The stock market has reacted badly to reports in The Wall Street Journal that two of the nation's largest technology companies—Facebook and Google—are likely to face intensifying antitrust scrutiny from federal regulators in the United States.
As I write this on Monday afternoon, Facebook stock is down 7 percent, while Google stock is down 6.5 percent. The S&P 500 index of large stocks is down less than 1 percent. An unusual legal arrangement gives the Justice Department and the Federal Trade Commission joint responsibility for antitrust enforcement. The two agencies negotiate to decide which one will represent the government in any particular inquiry. On Monday, The Wall Street Journal reported that the two agencies had agreed that the Justice Department would investigate Google, while the FTC would focus on Facebook. The Journal had
already reported that the Justice Department was preparing a new Google investigation.
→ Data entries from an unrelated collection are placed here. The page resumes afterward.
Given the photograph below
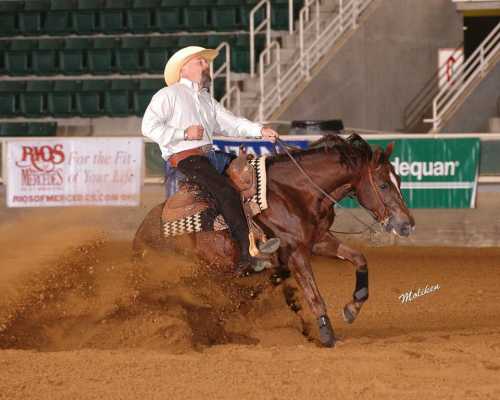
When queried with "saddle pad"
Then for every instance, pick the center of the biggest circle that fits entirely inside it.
(209, 219)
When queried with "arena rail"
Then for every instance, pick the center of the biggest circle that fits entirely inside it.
(316, 38)
(469, 75)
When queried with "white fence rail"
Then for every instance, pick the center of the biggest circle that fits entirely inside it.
(264, 26)
(316, 38)
(468, 73)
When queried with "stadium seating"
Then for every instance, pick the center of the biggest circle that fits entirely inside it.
(9, 97)
(47, 38)
(106, 55)
(33, 101)
(62, 17)
(28, 129)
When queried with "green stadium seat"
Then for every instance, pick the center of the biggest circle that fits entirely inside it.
(85, 16)
(119, 99)
(90, 100)
(101, 58)
(42, 129)
(192, 40)
(157, 53)
(24, 129)
(18, 59)
(140, 18)
(58, 19)
(62, 100)
(142, 97)
(130, 56)
(169, 15)
(8, 12)
(30, 19)
(45, 58)
(33, 101)
(4, 45)
(112, 17)
(73, 58)
(9, 95)
(226, 15)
The Journal notes that the FTC has already been investigating Facebook on privacy issues but that it "isn't known if the FTC has near-term plans to launch a formal antitrust investigation of Facebook." However, the fact that the FTC obtained Justice Department approval to take the lead on Facebook antitrust issues certainly suggests the agency is taking the issue seriously. Google and Facebook are big companies with many products and technologies, so an antitrust investigation could go in many different directions. Competitors have long argued that Google wrongly uses its dominant search engine to give itself an unfair advantage in other markets. For example, Yelp has argued that Google formats results in a way that gives Google's own user-reviews service more prominent placement in search results than alternatives like Yelp and TripAdvisor.